Stars, Black Fate, and Free Will.
Most people associate Romeo and Juliet with Fate vs. Free Will, and I too find this most interesting. Most Tragedies are associated with the concept of only Fate determining the course of the play, but Romeo and Juliet is a little different because one could argue both sides are at play.
In one of the first couple of times we see Romeo, he mentions that he feels something is written in the stars that will prove this night to be a very special one, and set into motion the events that will ultimately cause his death; yet he still acts because he believes that if his course is set in motion, there is nothing he can truly do to stop it.
“I fear, too early: for my mind misgives
Some consequence yet hanging in the stars
Shall bitterly begin his fearful date
With this night’s revels and expire the term
Of a despised life closed in my breast
By some vile forfeit of untimely death.
But He, that hath the steerage of my course,
Direct my sail! On, lusty gentlemen.” – Romeo
When I first was offered the role of Romeo, I was initially a little nervous because I thought of him, as many do, as a one-dimensional character. I had in my mind that he was a lovesick mope and that was really all there was to him, and I didn’t know how to properly portray that; but I was wrong about him. After really reading and trying to get my head around the character I found that he is one-dimensional, but not in the way that I originally thought. Romeo is passionate.
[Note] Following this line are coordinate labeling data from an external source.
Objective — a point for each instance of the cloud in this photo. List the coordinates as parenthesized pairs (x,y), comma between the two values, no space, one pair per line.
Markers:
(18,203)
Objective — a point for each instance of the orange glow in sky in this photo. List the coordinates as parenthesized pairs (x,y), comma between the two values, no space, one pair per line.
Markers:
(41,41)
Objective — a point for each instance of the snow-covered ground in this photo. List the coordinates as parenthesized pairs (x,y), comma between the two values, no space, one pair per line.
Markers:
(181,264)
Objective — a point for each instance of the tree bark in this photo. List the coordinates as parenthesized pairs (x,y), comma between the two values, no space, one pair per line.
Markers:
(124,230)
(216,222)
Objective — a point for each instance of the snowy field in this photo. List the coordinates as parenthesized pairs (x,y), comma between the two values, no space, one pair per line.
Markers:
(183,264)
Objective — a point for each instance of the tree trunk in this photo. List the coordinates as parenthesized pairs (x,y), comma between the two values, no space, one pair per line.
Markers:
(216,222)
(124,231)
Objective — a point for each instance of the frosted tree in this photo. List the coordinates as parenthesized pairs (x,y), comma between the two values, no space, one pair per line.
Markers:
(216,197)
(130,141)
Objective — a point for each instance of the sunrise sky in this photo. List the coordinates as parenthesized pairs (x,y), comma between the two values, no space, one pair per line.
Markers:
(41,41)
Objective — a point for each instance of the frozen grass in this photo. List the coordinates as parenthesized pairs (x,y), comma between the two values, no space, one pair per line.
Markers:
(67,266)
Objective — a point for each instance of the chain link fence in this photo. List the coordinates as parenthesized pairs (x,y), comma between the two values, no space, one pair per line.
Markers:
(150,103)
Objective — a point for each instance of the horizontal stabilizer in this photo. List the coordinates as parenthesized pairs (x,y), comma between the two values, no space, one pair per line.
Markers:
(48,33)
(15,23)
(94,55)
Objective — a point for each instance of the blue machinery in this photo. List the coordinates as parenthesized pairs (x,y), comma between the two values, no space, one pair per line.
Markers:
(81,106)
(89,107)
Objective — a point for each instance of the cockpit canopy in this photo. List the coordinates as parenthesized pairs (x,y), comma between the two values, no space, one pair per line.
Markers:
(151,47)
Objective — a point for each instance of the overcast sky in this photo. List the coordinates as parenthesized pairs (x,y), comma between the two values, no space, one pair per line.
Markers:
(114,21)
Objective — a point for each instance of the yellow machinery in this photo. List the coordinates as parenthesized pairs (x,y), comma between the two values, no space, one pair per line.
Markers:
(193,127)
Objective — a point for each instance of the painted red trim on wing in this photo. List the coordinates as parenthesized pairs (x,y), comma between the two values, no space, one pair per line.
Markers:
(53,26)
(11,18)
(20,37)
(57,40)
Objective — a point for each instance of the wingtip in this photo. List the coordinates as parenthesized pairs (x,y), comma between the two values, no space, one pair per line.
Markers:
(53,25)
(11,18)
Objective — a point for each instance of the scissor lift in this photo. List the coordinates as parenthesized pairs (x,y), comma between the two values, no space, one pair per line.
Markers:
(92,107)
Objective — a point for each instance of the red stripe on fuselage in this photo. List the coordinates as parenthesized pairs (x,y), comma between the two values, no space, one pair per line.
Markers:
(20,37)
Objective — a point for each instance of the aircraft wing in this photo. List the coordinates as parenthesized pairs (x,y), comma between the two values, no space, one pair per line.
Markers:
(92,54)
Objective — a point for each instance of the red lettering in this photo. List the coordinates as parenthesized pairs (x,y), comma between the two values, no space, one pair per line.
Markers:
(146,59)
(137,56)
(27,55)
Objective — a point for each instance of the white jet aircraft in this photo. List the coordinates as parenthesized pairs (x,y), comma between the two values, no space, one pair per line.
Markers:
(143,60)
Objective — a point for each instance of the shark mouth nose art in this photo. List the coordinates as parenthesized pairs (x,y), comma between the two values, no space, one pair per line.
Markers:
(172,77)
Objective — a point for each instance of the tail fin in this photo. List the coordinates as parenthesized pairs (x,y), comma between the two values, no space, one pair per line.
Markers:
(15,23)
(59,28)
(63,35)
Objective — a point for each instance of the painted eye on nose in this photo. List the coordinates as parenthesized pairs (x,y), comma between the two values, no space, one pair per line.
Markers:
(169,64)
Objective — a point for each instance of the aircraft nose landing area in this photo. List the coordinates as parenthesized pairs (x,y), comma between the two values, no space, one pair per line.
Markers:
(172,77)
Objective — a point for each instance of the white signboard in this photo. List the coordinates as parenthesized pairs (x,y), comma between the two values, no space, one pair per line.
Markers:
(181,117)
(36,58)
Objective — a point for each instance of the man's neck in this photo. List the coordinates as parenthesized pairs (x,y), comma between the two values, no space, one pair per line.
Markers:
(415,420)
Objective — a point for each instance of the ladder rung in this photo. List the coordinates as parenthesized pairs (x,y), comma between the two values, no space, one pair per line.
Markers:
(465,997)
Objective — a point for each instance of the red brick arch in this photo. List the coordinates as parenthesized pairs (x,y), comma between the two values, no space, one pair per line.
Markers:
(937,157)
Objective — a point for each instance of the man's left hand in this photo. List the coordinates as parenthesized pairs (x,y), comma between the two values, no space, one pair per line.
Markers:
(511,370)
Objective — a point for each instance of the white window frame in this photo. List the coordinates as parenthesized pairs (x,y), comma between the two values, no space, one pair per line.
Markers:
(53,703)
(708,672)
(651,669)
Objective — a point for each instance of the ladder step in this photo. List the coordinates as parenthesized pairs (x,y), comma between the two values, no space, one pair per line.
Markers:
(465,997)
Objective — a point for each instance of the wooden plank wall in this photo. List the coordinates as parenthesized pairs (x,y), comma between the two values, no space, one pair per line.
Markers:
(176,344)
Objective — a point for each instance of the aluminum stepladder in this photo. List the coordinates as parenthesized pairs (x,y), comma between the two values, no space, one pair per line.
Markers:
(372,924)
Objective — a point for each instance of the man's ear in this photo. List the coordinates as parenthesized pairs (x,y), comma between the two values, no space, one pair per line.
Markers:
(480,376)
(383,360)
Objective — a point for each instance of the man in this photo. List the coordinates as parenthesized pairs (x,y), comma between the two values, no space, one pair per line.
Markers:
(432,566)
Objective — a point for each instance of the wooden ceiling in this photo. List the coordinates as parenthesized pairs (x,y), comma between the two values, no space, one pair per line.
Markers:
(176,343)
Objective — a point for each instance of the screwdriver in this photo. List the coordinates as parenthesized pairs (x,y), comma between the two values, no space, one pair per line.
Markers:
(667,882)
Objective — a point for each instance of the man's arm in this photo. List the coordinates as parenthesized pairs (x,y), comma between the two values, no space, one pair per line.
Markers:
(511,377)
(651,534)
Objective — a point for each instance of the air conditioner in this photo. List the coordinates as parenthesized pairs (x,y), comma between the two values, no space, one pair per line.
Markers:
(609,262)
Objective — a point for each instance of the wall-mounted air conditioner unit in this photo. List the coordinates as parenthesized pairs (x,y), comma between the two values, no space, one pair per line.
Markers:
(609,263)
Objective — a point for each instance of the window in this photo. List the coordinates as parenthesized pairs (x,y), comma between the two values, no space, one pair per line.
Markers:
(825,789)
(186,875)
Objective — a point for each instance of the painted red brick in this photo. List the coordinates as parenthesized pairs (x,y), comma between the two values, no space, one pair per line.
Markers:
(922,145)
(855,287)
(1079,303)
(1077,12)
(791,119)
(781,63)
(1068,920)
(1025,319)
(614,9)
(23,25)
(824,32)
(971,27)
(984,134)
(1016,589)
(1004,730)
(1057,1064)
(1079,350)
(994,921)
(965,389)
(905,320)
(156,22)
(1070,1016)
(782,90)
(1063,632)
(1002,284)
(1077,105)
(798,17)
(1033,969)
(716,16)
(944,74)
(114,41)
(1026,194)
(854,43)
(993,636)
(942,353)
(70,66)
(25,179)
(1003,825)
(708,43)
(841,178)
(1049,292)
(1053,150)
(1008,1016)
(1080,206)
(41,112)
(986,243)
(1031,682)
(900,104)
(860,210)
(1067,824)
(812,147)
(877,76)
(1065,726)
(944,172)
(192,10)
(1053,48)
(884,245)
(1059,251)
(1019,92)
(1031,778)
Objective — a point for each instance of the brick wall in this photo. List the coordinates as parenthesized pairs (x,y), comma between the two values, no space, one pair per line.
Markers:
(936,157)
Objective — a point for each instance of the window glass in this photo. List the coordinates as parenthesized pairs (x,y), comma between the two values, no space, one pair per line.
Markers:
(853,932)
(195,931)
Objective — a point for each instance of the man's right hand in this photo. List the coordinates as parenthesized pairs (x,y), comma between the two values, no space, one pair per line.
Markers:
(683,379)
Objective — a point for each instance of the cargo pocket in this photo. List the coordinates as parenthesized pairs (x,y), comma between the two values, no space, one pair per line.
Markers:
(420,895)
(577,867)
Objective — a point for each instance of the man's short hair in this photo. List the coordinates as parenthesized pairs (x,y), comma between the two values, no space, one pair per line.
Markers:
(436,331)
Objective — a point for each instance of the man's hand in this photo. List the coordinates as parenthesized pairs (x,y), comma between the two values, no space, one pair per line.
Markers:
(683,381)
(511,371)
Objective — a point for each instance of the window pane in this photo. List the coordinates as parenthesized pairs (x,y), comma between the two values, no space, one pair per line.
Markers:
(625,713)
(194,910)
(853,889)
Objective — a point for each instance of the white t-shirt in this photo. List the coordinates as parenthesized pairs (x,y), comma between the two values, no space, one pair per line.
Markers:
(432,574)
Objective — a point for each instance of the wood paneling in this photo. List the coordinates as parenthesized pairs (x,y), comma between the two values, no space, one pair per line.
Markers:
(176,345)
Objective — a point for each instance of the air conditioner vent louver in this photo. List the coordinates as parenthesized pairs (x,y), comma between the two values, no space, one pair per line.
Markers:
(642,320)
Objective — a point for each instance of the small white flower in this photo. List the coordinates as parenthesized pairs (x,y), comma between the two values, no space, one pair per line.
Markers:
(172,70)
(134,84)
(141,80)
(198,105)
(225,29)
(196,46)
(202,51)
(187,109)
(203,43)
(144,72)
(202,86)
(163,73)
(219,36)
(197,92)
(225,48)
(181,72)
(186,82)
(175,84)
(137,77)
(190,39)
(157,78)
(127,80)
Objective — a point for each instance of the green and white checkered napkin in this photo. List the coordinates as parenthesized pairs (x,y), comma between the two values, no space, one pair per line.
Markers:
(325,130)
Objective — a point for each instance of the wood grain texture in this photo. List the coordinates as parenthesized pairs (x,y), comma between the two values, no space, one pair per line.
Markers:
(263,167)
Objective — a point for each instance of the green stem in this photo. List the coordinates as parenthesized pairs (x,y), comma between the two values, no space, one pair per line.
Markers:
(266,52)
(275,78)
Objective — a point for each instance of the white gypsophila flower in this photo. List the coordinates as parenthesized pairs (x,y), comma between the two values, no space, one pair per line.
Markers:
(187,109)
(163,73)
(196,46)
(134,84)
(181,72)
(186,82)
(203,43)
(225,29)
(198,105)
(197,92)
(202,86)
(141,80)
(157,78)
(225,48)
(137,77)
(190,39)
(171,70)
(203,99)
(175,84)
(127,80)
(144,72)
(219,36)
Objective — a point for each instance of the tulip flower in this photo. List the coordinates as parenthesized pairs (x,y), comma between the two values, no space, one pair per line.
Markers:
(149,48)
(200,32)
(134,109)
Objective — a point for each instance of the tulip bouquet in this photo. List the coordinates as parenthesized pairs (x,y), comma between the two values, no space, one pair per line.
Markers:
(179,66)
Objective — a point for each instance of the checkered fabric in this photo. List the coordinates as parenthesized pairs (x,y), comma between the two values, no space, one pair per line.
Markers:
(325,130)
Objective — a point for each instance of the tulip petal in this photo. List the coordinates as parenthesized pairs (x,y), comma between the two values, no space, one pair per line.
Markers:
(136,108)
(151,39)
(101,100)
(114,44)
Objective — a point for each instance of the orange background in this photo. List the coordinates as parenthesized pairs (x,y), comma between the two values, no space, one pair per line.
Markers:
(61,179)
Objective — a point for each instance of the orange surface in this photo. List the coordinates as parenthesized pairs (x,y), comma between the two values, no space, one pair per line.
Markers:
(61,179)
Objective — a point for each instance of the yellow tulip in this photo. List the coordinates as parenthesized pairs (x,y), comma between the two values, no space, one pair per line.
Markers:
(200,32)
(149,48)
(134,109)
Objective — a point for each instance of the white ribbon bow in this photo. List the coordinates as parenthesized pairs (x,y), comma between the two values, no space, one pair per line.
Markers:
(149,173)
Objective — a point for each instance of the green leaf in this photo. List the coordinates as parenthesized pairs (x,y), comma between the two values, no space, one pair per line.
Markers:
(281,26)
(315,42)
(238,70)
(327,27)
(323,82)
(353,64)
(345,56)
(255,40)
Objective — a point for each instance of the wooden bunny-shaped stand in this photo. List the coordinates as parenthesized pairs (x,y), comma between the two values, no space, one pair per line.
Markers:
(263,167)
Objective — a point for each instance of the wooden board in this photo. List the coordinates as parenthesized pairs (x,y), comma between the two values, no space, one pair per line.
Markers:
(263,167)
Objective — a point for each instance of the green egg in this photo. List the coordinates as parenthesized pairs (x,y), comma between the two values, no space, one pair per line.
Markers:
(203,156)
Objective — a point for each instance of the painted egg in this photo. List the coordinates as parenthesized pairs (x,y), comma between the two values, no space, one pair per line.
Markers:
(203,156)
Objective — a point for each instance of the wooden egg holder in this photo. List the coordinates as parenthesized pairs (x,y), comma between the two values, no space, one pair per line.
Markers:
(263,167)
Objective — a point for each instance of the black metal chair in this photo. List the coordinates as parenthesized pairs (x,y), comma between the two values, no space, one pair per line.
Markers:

Every action takes is done out of extreme passion, sometimes to a fault, because his passion is ultimately his downfall. He is so passionate about what he feels that he lets his it consume him, oblivious to the repercussions his actions of passion may cause. The Act that proves to be the most difficult for me is Act 3, in which Romeo runs the gamut of emotions. I think Romeo is very in touch with himself and his feelings, but his character’s flaw is that he allows them to completely overtake him.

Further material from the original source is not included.